Non-Romance Genre Hooks by Joan Vincent

Rox and Frances have written about their favorite children’s books. I bought many of the Golden Books for my kids and my grandkids also read them. Popcorn sounds like my kind of book too.

Sadly I cannot recall any books being around when I was, say under the age of 10. That seems strange to me since my father valued reading highly and read vociferously. In fact we didn’t even have a library at our little four room school unless you consider the various reading series we went through during the school year. It wasn’t until 7th Grade that our principal checked out thirty books a month for each classroom that we really had a source for books. “In the olden days” as my kids were want to say when they were growing up hinting that I came grew up in a covered wagon, the only public library was downtown in Wichita. Trips to town were for tractor or equipment parts—not for books. I didn’t get to the public library until I was in high school and it was still considered a “special” –translate that as rare--trip.

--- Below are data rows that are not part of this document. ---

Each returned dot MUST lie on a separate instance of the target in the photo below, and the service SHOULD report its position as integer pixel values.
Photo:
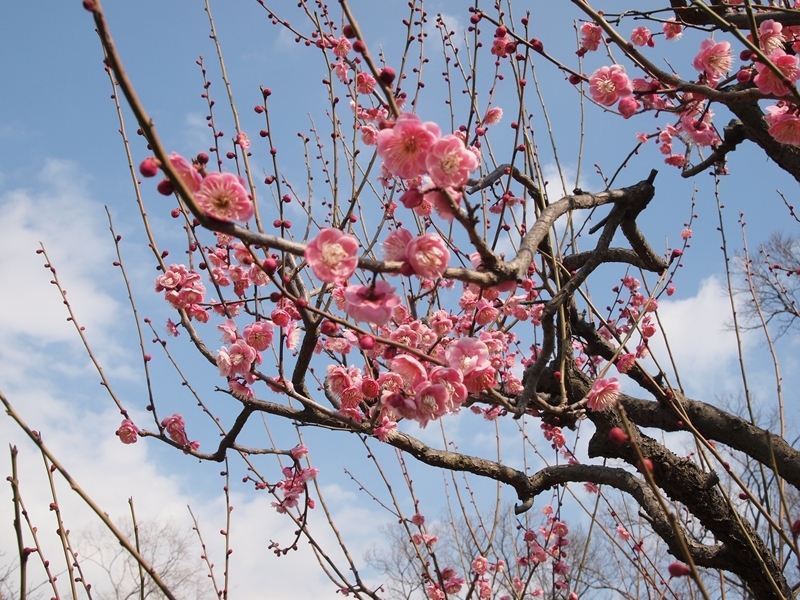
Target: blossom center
(333, 254)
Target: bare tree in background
(426, 274)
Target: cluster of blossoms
(295, 483)
(222, 196)
(184, 290)
(176, 430)
(636, 312)
(610, 85)
(553, 546)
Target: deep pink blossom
(224, 197)
(641, 36)
(591, 36)
(373, 304)
(609, 84)
(493, 116)
(784, 124)
(410, 370)
(128, 432)
(259, 335)
(604, 393)
(365, 83)
(672, 29)
(191, 177)
(432, 401)
(404, 147)
(768, 82)
(628, 106)
(176, 429)
(332, 255)
(449, 162)
(471, 357)
(428, 255)
(714, 59)
(770, 36)
(625, 363)
(394, 247)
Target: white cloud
(703, 343)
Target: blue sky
(62, 161)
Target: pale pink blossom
(480, 565)
(373, 304)
(714, 59)
(471, 357)
(591, 36)
(604, 393)
(224, 197)
(770, 36)
(672, 30)
(332, 255)
(428, 255)
(191, 177)
(675, 160)
(365, 83)
(440, 203)
(625, 363)
(628, 106)
(449, 162)
(259, 335)
(394, 247)
(784, 124)
(768, 82)
(405, 146)
(410, 370)
(128, 432)
(369, 135)
(609, 84)
(432, 402)
(386, 426)
(641, 36)
(341, 47)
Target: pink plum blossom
(768, 82)
(191, 177)
(410, 370)
(493, 116)
(628, 106)
(373, 304)
(128, 432)
(449, 162)
(641, 36)
(604, 393)
(428, 255)
(259, 335)
(176, 429)
(714, 59)
(471, 357)
(332, 255)
(672, 29)
(591, 36)
(394, 247)
(625, 363)
(784, 124)
(770, 36)
(224, 197)
(432, 401)
(365, 83)
(404, 147)
(609, 84)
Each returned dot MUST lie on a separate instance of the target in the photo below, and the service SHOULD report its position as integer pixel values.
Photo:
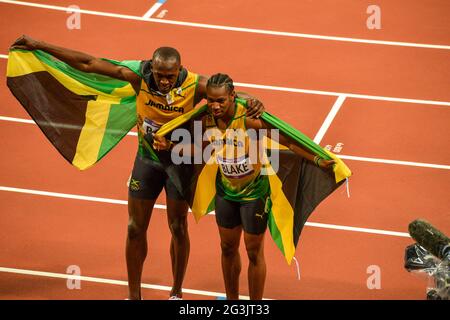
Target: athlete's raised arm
(293, 146)
(80, 60)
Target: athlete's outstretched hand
(255, 108)
(161, 143)
(26, 43)
(326, 164)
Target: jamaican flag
(84, 115)
(296, 188)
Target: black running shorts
(148, 179)
(251, 215)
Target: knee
(178, 227)
(229, 249)
(255, 254)
(135, 231)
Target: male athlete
(165, 91)
(242, 191)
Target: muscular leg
(139, 213)
(257, 264)
(180, 245)
(231, 260)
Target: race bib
(235, 168)
(150, 126)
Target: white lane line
(164, 207)
(330, 93)
(110, 281)
(29, 121)
(236, 29)
(377, 160)
(153, 9)
(330, 117)
(365, 230)
(397, 162)
(337, 94)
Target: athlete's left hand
(326, 164)
(255, 108)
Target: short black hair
(167, 53)
(220, 80)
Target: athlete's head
(220, 94)
(166, 65)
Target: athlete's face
(165, 73)
(219, 100)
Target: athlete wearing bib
(153, 110)
(241, 188)
(164, 91)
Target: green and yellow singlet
(154, 109)
(239, 177)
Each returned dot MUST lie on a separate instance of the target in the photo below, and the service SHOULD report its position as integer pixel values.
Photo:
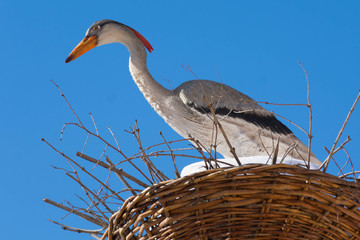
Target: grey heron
(250, 128)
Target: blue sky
(253, 45)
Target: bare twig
(331, 153)
(177, 174)
(78, 230)
(310, 136)
(69, 105)
(112, 168)
(93, 120)
(91, 219)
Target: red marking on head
(142, 39)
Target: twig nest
(258, 202)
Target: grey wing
(227, 101)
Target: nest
(248, 202)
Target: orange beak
(85, 45)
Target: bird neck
(153, 92)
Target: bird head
(104, 32)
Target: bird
(197, 108)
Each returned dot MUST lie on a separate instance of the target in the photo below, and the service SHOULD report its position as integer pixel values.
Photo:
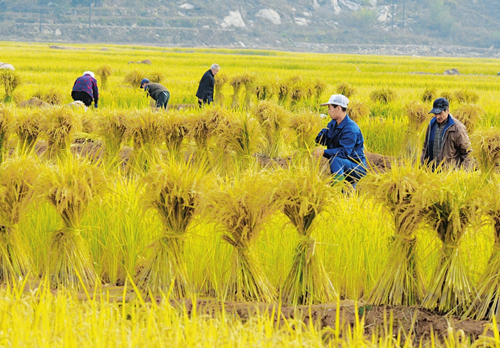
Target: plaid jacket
(87, 84)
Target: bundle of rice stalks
(17, 176)
(449, 203)
(249, 81)
(27, 127)
(70, 186)
(486, 145)
(10, 80)
(429, 95)
(175, 128)
(303, 193)
(147, 129)
(203, 126)
(417, 117)
(112, 129)
(104, 72)
(283, 88)
(220, 81)
(346, 89)
(306, 126)
(134, 78)
(236, 82)
(319, 88)
(401, 282)
(52, 96)
(383, 95)
(6, 124)
(264, 91)
(357, 110)
(156, 77)
(486, 304)
(240, 136)
(469, 115)
(241, 207)
(466, 96)
(272, 118)
(58, 126)
(172, 189)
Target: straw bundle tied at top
(450, 202)
(304, 193)
(241, 207)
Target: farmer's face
(442, 116)
(334, 111)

But back to the 7-8th grade. I as horse crazy in those days so of course I devoured Anna Sewell’s Black Beauty and Walter Farley’s books:

  • The Black Stallion (1941)
  • The Black Stallion Returns (1945)
  • Son of the Black Stallion (1947)
  • The Island Stallion (1948)
  • The Black Stallion and Satan (1949)
  • The Black Stallion's Blood Bay Colt (1951)
  • The Island Stallion's Fury (1951)
  • The Black Stallion's Filly (1952)
  • The Black Stallion Revolts (1953)
  • The Black Stallion's Sulky Colt (1954)
  • The Island Stallion Races (1955)
  • The Black Stallion's Courage (1956)
  • The Black Stallion Mystery (1957)
  • The Horse-Tamer (1958)
  • Man o’ War
From there I went to Jim Kjelgaard’s dog books.
  • Big Red (1945)
  • Snow Dog (1948)
  • Kalak of the Ice (1949)
  • A Nose for Trouble (1949)
  • Irish Red, Son of Big Red (1951)
  • Fire-hunter (1951)
  • Trailing Trouble (1952)
  • Haunt Fox (1954)
  • Lion Hound (1955)
  • Desert Dog (1956)
  • Trading Jeff and his Dog (1956)

All of these books have the two things that I think hooked me as a child: adventure and mystery.

They continue to hook me as an adult as I tend to read mysteries of all sorts and time periods. I love Sherlock Holmes and can’t wait for the next Ann Perry Monk and Hester mystery. Elizabeth Peters Amelia Peabody set starting in 1920’s Egypt is a favorite. I enjoy Dianne Davidson Mott’s Goldy Catering mysteries and Elizabeth George’s Lynley series. These books all have disparate styles and settings but I like them all. Recently I bought a box of books to get one specific book and discovered a new mystery series-- Judith Van Gieson’s Claire Reyneir. This book was Vanishing Point. Now I can go find the other books—love it when I find a new writer to read!

Nothing like this blistering hot summer to curl up with the air conditioner and a good book. What are you reading?


Reese Mobley said...

I just finished Dixie Divas on my Kindle. It had some truly funny parts and just as many parts that I skimmed because they were boring.

I love a book that makes me laugh and cry. I can write the humor, now I'm working on writing the touching moments.

Penny Rader said...

I'm curious, Joan. You bought a box of books so you could get one specific book? Was it a special sale?

Nina Sipes said...

Joan, I love some of those 1920 Egyptian adventure stories. Everything so foreign, so ancient, so sure that the next turn of a shovel will find...treasure.